I topped of the tank in my truck the other day, when I got home I looked at the receipt:









I took this as a 'sign', so I went to my LGS and poked around a bit.
I didn't need another 1911, BUT, I could always use 'something'.
















I was talking to my Buddy who owns the shop, and told him I was looking for 'something, just didn't know what it was'. He says; "go behind the counter there, and grab that Beretta in there, I traded for it yesterday". I did, I looked at the tag and he had it marked at $500. There were others in there, so he shook his head no, and held up 4 fingers. I bought this for $400 OTD. It is a Beretta 84FS Cheetah.
Oh, yea, I filled out the 4473, no BGC required, as I have my KY CCDW, and KY doesn't require a BGC with a valid CCDW. I walked out the door with my new pistol after what really was a 5 minute transaction.

Heading to the range sometime this week, and will do a range report when I do.

INCIDENTALLY, that receipt was for 9.5 gal., at $2.009, gal. Today it is at $1.969.


----------



## rustygun (Apr 8, 2013)

I like it. I hope it shoots great for you. I have to get gas tomorrow ill be sure to check my receipt.


----------



## SamBond (Aug 30, 2016)

MoMan said:


> It is a Beretta 84FS Cheetah.


I bought one of those way back when they first came out. That was before they named them "Cheetah" and before they had a decocker. It had smooth wood stocks that fit the hand perfectly and was the absolute best 'point shooter' I've ever filled my hand with. You're gonna really like that pistol.
Those early models gained some collectors value so I sold the best point shooter I've ever owned thinking nines are smaller, I can buy two pistols for what I sold the old M84 for, holster choices are limited and it's only a 380.
Not sure I used the best logic there considering it took THREE nines to get something that I could count on, we now have 380 HP ammo that will actually expand and I've ended up using the same type of holster that Beretta sells for the M84... Lol
Congrats, You're gonna like that 84.

Sam


----------



## aarondhgraham (Mar 17, 2011)

At first I thought you had purchased one of the Model 81's that are flooding the market.
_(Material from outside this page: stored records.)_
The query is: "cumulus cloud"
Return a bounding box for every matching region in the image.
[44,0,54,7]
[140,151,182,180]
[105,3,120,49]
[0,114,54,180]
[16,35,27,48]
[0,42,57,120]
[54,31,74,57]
I've never seen so much chatter on the forums as those have generated,,,
I think I ordered mine the 2nd day that Classic Firearms offered them.

You got a great price on that pistol though,,,
I paid the same for a used Model 85BB and two mags.

I liked it so much that later that year,,,
I ordered a brand new Model 87.

In my not-so-humble opinion,,,
The Beretta Cheetah's are among the finest pistols ever produced.

Nice score my friend,,,
Nice score.

Aarond

.


----------